We Christians find ourselves in a difficult position, trying to affirm a doctrine that anyone who is at all honest with himself or herself will admit is incredibly hard to define.
Which is why I am so fond of Henri Nouwen’s observation that the Trinity is a profound way in which to understand the relational nature of God – that God loves relationships so much, God is a relationship. And why I’m also fond of a friend of mine’s Trinitarian construct of the Lover, the Beloved and the Love that flows between the two.
What does this idea of a relational God mean for us? I think for one thing it suggests that so much of what passes as religious discourse completely misses the point: scorekeeping; nit-picking; line-drawing; handwringing over the factuality of this or that Bible text. Just as we human beings have a talent for messing up our relationships with one another, we have a talent for turning what the mystics among us would call God’s love affair with us into a business transaction, or a self-serving exercise in “I’m right; you’re going to hell” ego massage, or intellectual self-gratification with no root in a real relationship with a passionate and compassionate God.
For another thing, our Trinitarian understanding of the Godhead helps us shape our relationships with God and with one another. When Christ tells us, “Follow me,” one of the ways we follow him is into, on one hand, embrace of the Godhead, and on the other the embrace of our fellow human beings. The Way is not a solitary way. Even persons called, for a time or for the long run, to a life of seeming solitude are called to a life of prayer for and service to others. Julian of Norwich, the great medieval mystic who literally attached her life to that of Christ by becoming an anchoress – someone physically, permanently walled into an apartment within a church in an act symbolic of death to the world – spent her days providing spiritual counsel to the many people who came to her for help. She wasn’t navel-gazing, working her way into some nth degree of enlightenment; she was actively helping the people of God.
It’s a holy Mystery all right, this divine circle dance. And yet it’s a dance we’re all invited to join, spiraling into our own inner circle, surrounded and embraced by the Godhead. And there’s room for everyone. Bring a friend or two.
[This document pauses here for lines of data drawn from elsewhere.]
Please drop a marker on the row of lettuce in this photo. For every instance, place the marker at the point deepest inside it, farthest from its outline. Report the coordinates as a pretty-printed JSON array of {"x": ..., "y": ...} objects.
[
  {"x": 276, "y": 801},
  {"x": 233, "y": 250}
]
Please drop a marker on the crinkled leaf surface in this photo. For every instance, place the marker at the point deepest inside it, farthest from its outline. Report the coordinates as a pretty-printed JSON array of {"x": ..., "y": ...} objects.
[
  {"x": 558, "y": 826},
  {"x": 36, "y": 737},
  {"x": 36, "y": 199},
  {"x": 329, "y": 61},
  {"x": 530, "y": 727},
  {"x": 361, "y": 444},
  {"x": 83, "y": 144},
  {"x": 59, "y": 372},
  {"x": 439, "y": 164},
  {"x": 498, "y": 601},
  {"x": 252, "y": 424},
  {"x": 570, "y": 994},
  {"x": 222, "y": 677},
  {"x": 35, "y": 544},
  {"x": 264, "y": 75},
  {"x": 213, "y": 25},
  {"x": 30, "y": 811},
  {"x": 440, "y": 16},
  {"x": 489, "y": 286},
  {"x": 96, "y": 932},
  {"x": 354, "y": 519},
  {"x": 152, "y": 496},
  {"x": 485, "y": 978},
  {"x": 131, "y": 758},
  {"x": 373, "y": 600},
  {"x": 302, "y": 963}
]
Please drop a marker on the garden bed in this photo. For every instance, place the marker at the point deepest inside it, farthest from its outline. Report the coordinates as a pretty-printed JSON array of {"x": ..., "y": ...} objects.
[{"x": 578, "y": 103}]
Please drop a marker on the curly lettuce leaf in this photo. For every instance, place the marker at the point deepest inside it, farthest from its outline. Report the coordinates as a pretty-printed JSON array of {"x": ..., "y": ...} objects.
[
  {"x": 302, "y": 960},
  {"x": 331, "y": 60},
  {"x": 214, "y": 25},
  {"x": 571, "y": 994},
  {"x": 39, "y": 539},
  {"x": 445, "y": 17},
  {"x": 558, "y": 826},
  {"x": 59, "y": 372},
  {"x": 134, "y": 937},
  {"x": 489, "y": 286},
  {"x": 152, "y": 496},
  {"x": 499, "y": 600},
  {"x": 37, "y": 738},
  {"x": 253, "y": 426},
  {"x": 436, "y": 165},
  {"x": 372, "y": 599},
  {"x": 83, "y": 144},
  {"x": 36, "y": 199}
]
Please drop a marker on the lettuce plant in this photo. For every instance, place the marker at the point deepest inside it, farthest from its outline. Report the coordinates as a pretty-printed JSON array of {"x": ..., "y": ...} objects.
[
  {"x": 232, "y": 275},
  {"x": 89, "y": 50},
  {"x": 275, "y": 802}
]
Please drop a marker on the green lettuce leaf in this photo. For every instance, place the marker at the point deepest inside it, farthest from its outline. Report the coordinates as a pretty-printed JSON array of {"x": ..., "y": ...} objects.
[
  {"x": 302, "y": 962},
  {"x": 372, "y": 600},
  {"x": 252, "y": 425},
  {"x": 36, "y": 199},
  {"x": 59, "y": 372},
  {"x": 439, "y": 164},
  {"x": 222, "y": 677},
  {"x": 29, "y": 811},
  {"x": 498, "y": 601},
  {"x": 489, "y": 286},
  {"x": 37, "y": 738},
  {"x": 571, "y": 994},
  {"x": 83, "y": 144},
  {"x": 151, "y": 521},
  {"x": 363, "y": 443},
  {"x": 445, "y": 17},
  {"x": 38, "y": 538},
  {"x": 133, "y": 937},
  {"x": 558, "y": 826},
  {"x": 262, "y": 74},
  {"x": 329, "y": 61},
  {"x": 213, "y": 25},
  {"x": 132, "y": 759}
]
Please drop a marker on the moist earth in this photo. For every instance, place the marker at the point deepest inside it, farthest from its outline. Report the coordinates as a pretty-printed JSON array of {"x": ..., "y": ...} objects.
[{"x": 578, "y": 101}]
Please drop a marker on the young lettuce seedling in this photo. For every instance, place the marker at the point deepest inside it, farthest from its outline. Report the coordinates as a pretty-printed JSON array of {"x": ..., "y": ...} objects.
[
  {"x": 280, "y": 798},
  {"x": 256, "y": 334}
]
"Spectrum of Time," Peter Erskine
4 comments:
I've done that! They come in the same kind of tube! Only I didn't manage to stop myself.
botheredly,
connie
I'm just glad it wasn't my bottle of Nair.
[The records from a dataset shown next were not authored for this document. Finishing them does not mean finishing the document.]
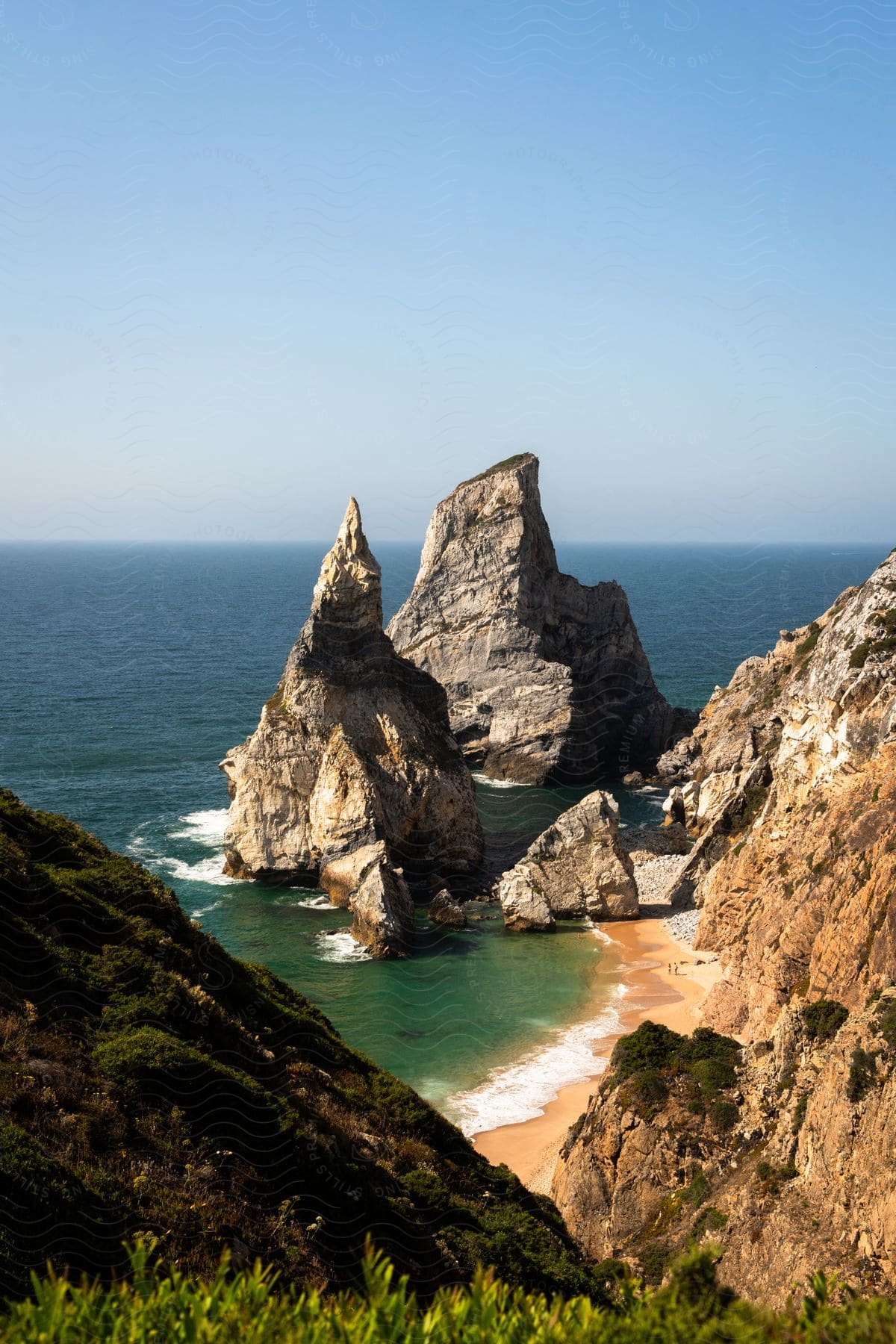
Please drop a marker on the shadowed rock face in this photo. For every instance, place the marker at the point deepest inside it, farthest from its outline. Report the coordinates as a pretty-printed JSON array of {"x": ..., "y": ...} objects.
[
  {"x": 793, "y": 808},
  {"x": 544, "y": 678},
  {"x": 352, "y": 774},
  {"x": 794, "y": 874},
  {"x": 576, "y": 867}
]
*giggle* (visualizing a Nair incident)
Nice post chica.
In Sundays & Seasons, David Lose writes:
"What is God like? This question is difficult, one that the doctrine of the Holy Trinity attempts to answer by urging us to look not at what God is--all-powerful, all-knowing, all-wise--but rather how God is: in constant relationship. The heart of the doctrine of the Trinity, surely one of the most challenging elements of Christian theology, is that God is most fully understood as a relationship of love. Father, Son, and Holy Spirit are joined in a relationship of unity and love that ultimately spills out into the creation.
"As the doctrine of the Holy Trinity witnesses, the compelling factor of the mysterious and holy God we worship is that God is love, a love between Father, Son, and Holy Spirit that reaches out to gather up the whole creation in its tender embrace."
Oh, and by the way, I'm not 100% sure but I think the "Lover, Beloved, and their Love" example comes from Augustine.